If one were to draw up a list of American colleges and universities to characterize as Ann Coulter country, Harding University would almost certainly be on it.
The private institution in Searcy, Ark., is affiliated with the Churches of Christ and emphasizes the teaching of Christian values. More to the point, the Young America's Foundation included the university last year on its list  of "top 10 conservative colleges" that "proclaim, through their mission and programs, a dedication to discovering, maintaining and strengthening the conservative values of their students" -- a mantle the university acknowledged and welcomed. 
So it probably shouldn't have been surprising when Harding announced  in mid-August that Coulter, a conservative author, columnist and television personality known for her provocative and sometimes bombastic opinions, was among those invited to participate in the annual Distinguished Lecture Series at the university's American Studies Institute, which was founded by a former Harding president -- who was strongly anti-Communist -- upon his return from missionary work in China in the middle of the last century.
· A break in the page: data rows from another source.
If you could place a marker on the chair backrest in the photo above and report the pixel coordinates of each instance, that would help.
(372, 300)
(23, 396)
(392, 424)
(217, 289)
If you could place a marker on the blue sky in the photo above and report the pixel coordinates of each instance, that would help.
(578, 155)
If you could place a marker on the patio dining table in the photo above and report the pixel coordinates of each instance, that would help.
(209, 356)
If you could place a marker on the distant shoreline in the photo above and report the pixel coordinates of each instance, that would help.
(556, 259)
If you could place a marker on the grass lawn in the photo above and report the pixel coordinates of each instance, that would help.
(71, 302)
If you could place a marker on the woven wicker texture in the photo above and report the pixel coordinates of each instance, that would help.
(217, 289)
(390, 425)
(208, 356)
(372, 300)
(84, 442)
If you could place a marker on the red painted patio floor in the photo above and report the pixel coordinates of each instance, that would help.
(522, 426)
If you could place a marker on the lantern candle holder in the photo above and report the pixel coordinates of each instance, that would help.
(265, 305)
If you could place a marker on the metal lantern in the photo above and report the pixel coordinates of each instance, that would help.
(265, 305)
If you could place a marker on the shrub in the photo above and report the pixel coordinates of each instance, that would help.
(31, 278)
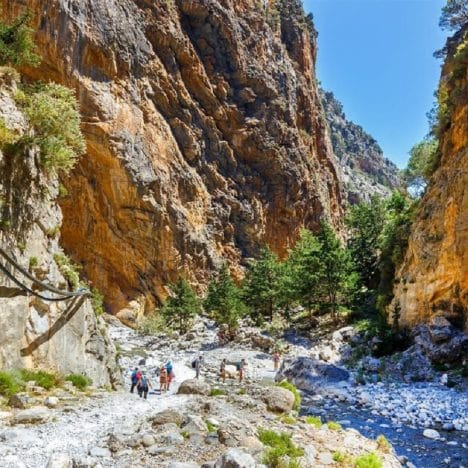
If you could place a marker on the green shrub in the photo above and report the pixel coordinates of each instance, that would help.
(79, 381)
(97, 301)
(292, 388)
(153, 324)
(315, 421)
(369, 460)
(52, 110)
(10, 383)
(287, 419)
(68, 269)
(63, 192)
(280, 445)
(43, 379)
(333, 426)
(210, 427)
(383, 444)
(16, 42)
(340, 457)
(7, 136)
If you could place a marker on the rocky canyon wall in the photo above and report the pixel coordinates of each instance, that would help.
(205, 135)
(64, 336)
(433, 279)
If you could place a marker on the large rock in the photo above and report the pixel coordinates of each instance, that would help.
(36, 414)
(166, 417)
(279, 399)
(205, 136)
(19, 400)
(63, 336)
(194, 387)
(433, 278)
(235, 458)
(310, 374)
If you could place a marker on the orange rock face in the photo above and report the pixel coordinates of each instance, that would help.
(205, 136)
(433, 279)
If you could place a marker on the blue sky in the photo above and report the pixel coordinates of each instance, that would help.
(376, 56)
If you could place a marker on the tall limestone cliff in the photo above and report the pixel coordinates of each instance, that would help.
(433, 279)
(64, 336)
(205, 135)
(366, 171)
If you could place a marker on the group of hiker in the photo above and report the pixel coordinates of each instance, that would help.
(142, 383)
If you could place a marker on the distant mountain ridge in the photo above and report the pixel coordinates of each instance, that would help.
(366, 171)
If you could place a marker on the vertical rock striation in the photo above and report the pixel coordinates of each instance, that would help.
(205, 135)
(366, 172)
(433, 279)
(64, 336)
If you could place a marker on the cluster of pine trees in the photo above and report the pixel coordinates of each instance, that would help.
(321, 273)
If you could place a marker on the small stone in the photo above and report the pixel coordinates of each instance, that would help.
(147, 440)
(326, 458)
(235, 458)
(60, 460)
(51, 402)
(19, 400)
(431, 434)
(100, 452)
(37, 414)
(157, 449)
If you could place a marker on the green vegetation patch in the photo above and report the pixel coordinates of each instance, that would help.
(315, 421)
(292, 388)
(280, 445)
(333, 426)
(217, 392)
(369, 460)
(79, 381)
(383, 444)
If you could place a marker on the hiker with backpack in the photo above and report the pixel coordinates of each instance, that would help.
(135, 377)
(240, 369)
(170, 373)
(143, 385)
(197, 365)
(222, 371)
(163, 387)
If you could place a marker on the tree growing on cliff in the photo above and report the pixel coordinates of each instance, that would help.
(421, 165)
(16, 43)
(223, 301)
(261, 287)
(366, 222)
(336, 272)
(394, 241)
(181, 306)
(454, 15)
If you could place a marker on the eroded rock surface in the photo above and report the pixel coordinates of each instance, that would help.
(205, 135)
(433, 280)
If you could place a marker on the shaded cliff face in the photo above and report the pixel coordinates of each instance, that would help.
(433, 279)
(366, 171)
(205, 137)
(64, 336)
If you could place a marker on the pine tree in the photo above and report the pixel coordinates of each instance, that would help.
(335, 276)
(16, 44)
(181, 306)
(223, 301)
(261, 287)
(304, 271)
(366, 222)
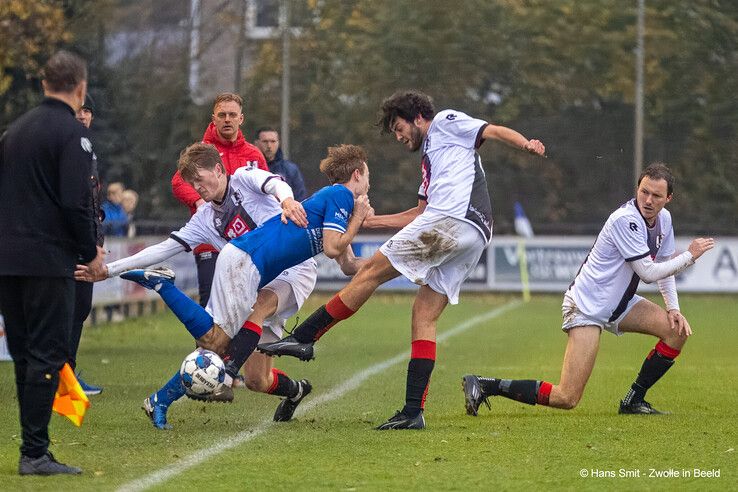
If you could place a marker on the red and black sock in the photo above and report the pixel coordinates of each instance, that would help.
(241, 347)
(657, 362)
(283, 385)
(522, 390)
(419, 369)
(322, 320)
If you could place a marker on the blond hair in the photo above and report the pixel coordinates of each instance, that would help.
(198, 156)
(342, 161)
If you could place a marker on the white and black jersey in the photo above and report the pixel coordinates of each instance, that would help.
(244, 207)
(454, 183)
(606, 281)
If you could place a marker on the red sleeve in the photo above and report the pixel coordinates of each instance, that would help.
(261, 161)
(184, 192)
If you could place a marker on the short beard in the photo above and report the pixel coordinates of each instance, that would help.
(416, 138)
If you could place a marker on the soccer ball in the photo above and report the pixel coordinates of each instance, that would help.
(202, 371)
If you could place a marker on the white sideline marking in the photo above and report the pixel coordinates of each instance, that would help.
(354, 382)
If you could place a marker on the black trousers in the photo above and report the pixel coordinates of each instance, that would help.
(205, 272)
(82, 308)
(38, 323)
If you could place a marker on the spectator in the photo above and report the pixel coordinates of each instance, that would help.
(48, 225)
(83, 290)
(116, 221)
(129, 203)
(267, 140)
(235, 152)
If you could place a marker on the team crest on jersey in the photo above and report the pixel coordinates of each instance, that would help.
(342, 214)
(236, 228)
(86, 144)
(236, 197)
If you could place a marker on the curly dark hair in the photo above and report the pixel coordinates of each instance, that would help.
(342, 161)
(659, 170)
(406, 105)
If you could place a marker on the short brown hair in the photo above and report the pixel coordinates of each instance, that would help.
(198, 156)
(656, 171)
(342, 161)
(228, 97)
(64, 71)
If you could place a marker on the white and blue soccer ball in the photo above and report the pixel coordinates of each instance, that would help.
(202, 371)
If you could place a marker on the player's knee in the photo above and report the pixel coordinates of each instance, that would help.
(568, 400)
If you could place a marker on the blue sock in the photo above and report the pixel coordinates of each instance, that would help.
(170, 392)
(191, 314)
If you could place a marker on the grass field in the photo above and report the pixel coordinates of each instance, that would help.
(331, 445)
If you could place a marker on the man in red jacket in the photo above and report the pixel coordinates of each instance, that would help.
(223, 132)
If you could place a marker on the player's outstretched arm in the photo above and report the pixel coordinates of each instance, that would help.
(334, 242)
(513, 139)
(649, 271)
(395, 221)
(144, 258)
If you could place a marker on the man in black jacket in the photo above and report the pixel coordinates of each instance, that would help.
(267, 140)
(47, 223)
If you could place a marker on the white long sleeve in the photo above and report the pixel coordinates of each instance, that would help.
(667, 287)
(649, 271)
(279, 189)
(146, 257)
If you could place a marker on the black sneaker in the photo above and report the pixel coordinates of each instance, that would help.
(402, 421)
(45, 465)
(288, 346)
(474, 394)
(639, 408)
(287, 407)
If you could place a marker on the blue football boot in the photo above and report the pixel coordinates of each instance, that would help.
(151, 278)
(157, 412)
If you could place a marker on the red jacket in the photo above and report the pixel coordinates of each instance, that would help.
(234, 155)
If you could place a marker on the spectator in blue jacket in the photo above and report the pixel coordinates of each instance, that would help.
(116, 219)
(267, 140)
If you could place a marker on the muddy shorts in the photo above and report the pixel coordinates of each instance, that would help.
(436, 250)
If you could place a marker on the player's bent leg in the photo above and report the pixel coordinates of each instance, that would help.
(427, 308)
(215, 339)
(579, 360)
(581, 352)
(648, 318)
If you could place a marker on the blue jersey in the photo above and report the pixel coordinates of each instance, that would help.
(274, 247)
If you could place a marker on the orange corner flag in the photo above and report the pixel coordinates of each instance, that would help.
(70, 400)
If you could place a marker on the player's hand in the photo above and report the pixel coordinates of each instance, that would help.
(700, 246)
(83, 273)
(679, 323)
(96, 267)
(293, 210)
(535, 147)
(362, 207)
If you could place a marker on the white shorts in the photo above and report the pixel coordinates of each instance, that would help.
(436, 250)
(292, 288)
(234, 290)
(573, 317)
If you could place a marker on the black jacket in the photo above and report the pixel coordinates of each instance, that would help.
(46, 216)
(291, 174)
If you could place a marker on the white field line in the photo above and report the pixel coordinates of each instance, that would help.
(162, 475)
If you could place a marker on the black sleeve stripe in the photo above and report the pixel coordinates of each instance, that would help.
(273, 176)
(181, 241)
(480, 140)
(634, 258)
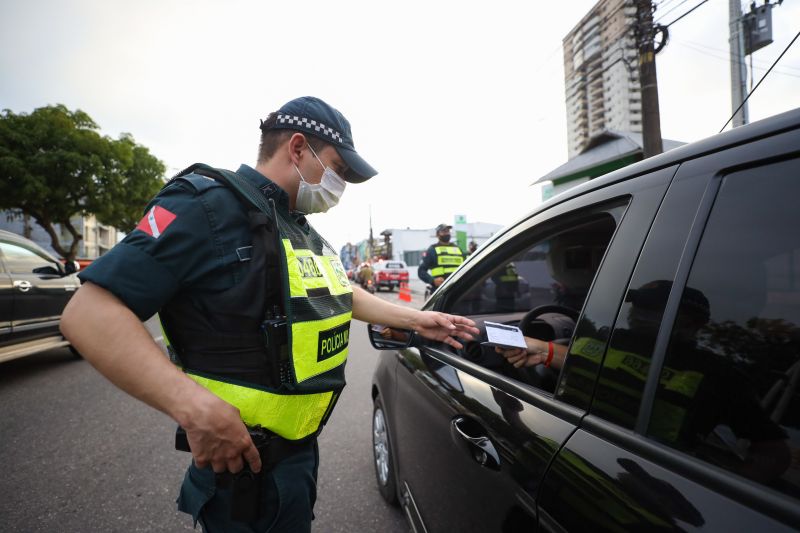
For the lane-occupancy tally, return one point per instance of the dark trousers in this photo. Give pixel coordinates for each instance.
(288, 493)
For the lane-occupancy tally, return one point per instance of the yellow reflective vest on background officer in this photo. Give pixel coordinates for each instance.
(285, 375)
(440, 260)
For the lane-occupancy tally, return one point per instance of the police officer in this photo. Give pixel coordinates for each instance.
(256, 307)
(441, 259)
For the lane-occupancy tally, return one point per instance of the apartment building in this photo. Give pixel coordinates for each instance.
(601, 74)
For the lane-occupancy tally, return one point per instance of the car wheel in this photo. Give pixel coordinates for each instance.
(384, 467)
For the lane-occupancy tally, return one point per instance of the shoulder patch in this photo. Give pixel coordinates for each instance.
(200, 183)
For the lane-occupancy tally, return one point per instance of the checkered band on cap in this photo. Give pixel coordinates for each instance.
(310, 124)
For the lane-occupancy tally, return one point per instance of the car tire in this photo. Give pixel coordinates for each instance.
(382, 454)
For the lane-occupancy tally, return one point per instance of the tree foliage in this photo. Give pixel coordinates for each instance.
(54, 164)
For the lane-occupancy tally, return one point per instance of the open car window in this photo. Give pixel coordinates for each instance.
(538, 281)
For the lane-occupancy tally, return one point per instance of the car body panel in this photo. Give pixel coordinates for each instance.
(563, 464)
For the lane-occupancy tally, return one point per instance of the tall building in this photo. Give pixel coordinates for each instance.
(601, 74)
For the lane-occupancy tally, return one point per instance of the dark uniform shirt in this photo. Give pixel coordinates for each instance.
(195, 237)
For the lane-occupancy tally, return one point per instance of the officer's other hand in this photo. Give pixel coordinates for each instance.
(443, 327)
(217, 436)
(534, 354)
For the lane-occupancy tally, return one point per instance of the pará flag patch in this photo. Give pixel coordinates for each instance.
(155, 222)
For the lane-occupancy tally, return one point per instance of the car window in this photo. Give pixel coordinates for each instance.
(557, 269)
(538, 281)
(729, 390)
(21, 260)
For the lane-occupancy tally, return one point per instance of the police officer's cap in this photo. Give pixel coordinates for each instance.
(653, 295)
(312, 116)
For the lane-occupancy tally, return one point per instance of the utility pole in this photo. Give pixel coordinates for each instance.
(651, 119)
(738, 67)
(371, 244)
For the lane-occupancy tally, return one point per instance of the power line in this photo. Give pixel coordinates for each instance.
(762, 79)
(700, 47)
(677, 19)
(663, 4)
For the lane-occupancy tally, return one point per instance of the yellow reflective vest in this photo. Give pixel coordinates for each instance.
(311, 349)
(448, 258)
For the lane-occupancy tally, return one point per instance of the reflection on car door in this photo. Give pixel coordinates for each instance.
(6, 304)
(450, 405)
(464, 428)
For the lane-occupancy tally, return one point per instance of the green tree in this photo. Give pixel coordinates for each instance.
(54, 164)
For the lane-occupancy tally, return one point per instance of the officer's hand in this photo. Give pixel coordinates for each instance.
(217, 436)
(443, 327)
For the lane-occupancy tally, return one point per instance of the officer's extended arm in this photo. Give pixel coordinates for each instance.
(115, 342)
(429, 324)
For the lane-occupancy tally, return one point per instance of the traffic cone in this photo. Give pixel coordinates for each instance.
(404, 293)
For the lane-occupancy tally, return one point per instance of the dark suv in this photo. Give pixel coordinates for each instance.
(34, 289)
(673, 288)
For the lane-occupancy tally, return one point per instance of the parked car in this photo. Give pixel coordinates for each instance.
(674, 285)
(390, 274)
(34, 289)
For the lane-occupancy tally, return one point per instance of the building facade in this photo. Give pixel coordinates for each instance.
(409, 244)
(601, 74)
(97, 238)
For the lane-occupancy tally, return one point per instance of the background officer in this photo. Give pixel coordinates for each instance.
(221, 255)
(441, 259)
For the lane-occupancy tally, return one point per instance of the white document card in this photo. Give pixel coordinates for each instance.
(504, 335)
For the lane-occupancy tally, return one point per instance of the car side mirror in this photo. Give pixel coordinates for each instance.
(70, 267)
(386, 338)
(47, 271)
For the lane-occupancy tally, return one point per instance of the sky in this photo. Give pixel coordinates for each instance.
(459, 105)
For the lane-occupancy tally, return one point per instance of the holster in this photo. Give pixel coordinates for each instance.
(246, 484)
The lecture series, which aims to ground students in the "institutions, values and ideas of liberty and democracy" through "reflections from national and international leaders in business, government and education," has historically featured such luminaries as Mikhail Gorbachev and Margaret Thatcher; Zell Miller, the former Georgia governor and senator, was among this year's other speakers.
Yet in the days after Harding's announcement, a small group of Harding alumni began voicing their discontent on their blogs. Mike Cope,  a minister at Highland Church of Christ in Abilene, Tex., complained that Coulter lives in a "black/white 'I’m-right-and-you’re-an-idiot' world. If you don’t agree with her then you’re a bleeding heart liberal who doesn’t deserve to live here." The problem, he said, was not that Coulter is conservative, but that her views are un-Christian.
That view was echoed by Greg Kendall-Ball,  a graduate divinity student at Abilene Christian University. He cited comments Coulter had made about countries that harbor terrorists -- "We should invade their countries, kill their leaders and convert them to Christianity" -- and about campus radicals: "When contemplating college liberals, you really regret once again that John Walker is not getting the death penalty. We need to execute people like John Walker in order to physically intimidate liberals, by making them realize that they can be killed, too. Otherwise, they will turn out to be outright traitors."
In inviting Coulter to the campus, wrote Kendall-Ball, whose father and sisters are also Harding alums, the university had "failed to uphold the Christ-like spirit that Harding seeks to embody." It troubled him, he said, that "someone advocating violence, forced conversions, physical intimidation and who has routinely expressed anti- or non-Christian views is welcomed and given one of the more prestigious speaking engagements on the school’s calendar."
Perhaps prodded by the bloggers, who saw visits to their sites shoot up from their standard levels in the last two weeks, alumni sent a slew of e-mails and letters urging Harding officials to reconsider.
And Tuesday, they did. In an e-mail message to faculty members, David Crouch, the director of public relations, said that the administration had "re-evaluated" its original decision to include Coulter in the 2005-6 lecture series, and replaced her with Jose Maria Aznar, Spain's former president.
"Harding and Ann Coulter are probably on the same page on many issues," Crouch said in an interview Wednesday. But he said that the alumni agitation -- and seeing some of Coulter's more outrageous comments, which he said "we did not know about" -- had prompted "second thoughts" on the part of administrators. "We grew concerned with the manner in which she presents her ideas. We believe that some of her comments are very controversial and confrontational, and we just weren't confortable with that."
Cope, Kendall-Ball and others who had been distressed by Harding's invitation to Coulter cheered the university's change of heart.
Coulter herself did not reply to e-mail messages seeking comment. But a spokesman for the Young America's Foundation, Jason Mattera, said that Harding's decision to "disinvite one of the top rated conservative speakers on campuses" shows a "lack of testicular fortitude." The foundation, he said,would "take it into consideration" when the group reevaluates its top 10 list of conservative campuses this year.